PlasmaENGINE has several modes of operation to provide you with the flexibility you need. The default mode chosen based on your infrastructure will generally be the best.
Runs vectorized native code on GPU. Row based data will be automatically converted to vectorized (columnar) data. GPUs are great for vectorized data because they have thousands of cores and are built for it.
GPU mode will be the default on machines with NVIDIA GPUs. To force GPU mode, use
spark.plasma.task.use_gpu (see PlasmaENGINE Configuration Parameters).

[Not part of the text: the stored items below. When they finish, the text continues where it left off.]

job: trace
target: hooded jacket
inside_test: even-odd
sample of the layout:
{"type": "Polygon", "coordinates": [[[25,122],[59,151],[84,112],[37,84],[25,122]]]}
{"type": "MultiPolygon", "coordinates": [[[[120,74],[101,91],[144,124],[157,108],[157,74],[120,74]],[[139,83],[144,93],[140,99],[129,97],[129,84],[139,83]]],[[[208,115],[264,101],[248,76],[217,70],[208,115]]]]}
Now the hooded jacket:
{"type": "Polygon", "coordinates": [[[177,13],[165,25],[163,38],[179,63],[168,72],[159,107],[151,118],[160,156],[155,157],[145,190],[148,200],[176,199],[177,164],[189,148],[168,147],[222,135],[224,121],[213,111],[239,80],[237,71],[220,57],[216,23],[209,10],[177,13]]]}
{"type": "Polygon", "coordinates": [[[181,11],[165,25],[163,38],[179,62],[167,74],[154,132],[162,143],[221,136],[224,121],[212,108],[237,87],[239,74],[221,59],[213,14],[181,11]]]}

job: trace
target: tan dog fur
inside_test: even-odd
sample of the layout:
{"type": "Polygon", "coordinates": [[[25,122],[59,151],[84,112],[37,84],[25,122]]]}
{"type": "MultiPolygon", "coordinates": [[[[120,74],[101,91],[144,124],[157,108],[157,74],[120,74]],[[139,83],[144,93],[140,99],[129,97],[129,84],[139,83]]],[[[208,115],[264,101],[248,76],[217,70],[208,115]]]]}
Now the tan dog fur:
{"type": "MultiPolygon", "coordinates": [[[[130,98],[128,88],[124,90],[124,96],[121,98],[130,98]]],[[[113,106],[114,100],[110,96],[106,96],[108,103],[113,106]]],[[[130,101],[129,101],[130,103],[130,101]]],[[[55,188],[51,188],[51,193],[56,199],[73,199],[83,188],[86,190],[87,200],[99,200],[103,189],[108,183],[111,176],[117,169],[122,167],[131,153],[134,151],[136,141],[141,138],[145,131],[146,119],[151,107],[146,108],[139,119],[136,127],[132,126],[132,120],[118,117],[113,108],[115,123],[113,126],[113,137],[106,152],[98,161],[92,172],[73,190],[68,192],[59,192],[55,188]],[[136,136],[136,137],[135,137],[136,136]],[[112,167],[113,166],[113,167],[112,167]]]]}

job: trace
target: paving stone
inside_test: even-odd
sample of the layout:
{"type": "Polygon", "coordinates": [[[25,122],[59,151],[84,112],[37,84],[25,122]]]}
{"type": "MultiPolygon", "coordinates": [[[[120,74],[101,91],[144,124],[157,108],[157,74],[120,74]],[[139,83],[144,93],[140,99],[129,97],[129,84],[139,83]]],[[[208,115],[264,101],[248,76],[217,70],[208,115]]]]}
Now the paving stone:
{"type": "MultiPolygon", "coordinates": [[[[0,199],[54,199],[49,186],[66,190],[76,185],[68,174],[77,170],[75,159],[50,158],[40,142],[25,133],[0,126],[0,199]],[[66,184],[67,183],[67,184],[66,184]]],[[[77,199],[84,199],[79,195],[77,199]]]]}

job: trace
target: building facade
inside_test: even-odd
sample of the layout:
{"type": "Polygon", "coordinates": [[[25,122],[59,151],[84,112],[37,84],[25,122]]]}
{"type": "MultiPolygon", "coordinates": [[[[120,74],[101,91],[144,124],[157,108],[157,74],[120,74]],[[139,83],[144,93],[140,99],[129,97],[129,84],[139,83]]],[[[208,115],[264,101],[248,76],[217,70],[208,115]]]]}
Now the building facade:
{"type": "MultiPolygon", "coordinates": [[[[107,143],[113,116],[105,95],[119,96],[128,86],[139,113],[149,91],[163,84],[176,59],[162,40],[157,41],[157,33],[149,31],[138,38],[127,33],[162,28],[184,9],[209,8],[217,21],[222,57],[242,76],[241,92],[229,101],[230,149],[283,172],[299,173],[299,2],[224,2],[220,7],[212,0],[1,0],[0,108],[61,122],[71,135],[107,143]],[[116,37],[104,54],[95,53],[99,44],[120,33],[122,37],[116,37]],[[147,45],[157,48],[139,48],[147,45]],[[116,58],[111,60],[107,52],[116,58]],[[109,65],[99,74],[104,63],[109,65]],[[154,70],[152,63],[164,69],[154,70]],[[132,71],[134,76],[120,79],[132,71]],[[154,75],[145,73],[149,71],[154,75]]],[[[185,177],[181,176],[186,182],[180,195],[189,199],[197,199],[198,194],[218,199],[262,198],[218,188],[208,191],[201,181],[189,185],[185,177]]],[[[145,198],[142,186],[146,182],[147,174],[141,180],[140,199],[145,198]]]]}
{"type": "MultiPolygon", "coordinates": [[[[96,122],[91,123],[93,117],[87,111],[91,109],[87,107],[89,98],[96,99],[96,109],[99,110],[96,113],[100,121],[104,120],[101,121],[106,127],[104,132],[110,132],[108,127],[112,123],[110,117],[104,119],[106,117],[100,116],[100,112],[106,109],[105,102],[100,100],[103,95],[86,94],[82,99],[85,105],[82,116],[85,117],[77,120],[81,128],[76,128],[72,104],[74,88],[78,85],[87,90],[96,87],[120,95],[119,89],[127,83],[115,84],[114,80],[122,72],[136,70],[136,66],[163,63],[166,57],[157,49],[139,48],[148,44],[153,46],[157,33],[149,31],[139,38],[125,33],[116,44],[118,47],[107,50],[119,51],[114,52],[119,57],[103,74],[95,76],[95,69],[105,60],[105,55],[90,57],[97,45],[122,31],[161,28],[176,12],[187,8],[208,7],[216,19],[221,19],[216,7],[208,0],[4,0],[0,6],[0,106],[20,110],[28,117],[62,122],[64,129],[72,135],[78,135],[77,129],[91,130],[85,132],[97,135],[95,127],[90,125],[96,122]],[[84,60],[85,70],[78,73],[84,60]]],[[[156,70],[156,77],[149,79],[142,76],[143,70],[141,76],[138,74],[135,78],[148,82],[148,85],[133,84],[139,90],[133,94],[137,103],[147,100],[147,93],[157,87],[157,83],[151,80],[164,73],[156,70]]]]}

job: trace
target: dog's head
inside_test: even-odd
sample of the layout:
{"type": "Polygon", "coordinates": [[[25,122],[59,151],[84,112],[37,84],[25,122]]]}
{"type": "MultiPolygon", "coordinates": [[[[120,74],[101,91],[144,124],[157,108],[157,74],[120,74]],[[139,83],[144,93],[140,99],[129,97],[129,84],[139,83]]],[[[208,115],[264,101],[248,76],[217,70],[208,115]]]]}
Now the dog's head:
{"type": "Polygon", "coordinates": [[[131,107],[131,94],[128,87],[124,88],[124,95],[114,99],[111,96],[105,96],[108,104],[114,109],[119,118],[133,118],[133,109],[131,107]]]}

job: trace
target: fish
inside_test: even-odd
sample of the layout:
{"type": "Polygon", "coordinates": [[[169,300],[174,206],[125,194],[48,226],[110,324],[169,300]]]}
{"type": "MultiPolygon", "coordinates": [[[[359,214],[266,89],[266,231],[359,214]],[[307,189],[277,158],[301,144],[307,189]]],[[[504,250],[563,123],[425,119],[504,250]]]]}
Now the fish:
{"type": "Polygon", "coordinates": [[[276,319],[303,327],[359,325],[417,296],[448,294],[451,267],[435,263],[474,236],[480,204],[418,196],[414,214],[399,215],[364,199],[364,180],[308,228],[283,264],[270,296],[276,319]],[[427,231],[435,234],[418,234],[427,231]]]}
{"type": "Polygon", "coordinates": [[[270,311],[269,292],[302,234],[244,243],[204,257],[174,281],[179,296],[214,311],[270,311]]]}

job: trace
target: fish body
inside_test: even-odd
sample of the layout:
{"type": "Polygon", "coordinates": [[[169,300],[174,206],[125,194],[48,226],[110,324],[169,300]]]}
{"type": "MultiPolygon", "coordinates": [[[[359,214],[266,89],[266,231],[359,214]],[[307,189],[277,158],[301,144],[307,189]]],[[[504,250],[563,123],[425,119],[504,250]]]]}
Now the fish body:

When a GPU is not available, PlasmaENGINE can use the same native code generation and vectorized operations on CPUs. This mode is still faster than Apache Spark, but not as fast as GPU mode. It can be useful for jobs that might not see enough of a benefit from GPUs to justify the infrastructure cost difference.
CPU mode will be the default on machines with no GPU. To force CPU mode, use
spark.plasma.task.use_cpu (see PlasmaENGINE Configuration Parameters).
When neither GPU or CPU modes make sense, or when some feature is not supported, PlasmaENGINE will delegate part of the plan to vanilla Apache Spark. If your job has three steps and the middle one is not supported on our engine (for example some proprietary native code), PlasmaENGINE will run the first step, let Apache Spark handle the second step, and then finish the third step. The first and third steps will run using generated native code on either CPU or GPU. The second step will run using normal Apache Spark code.
You can control mixed mode with
spark.plasma.mixedModeDelegation (see PlasmaENGINE Configuration Parameters).
PlasmaENGINE can be completely disabled by using
spark.plasma.enabled (see PlasmaENGINE Configuration Parameters). In this case it will run in permanent Apache Spark mode which is almost the same as using vanilla Apache Spark.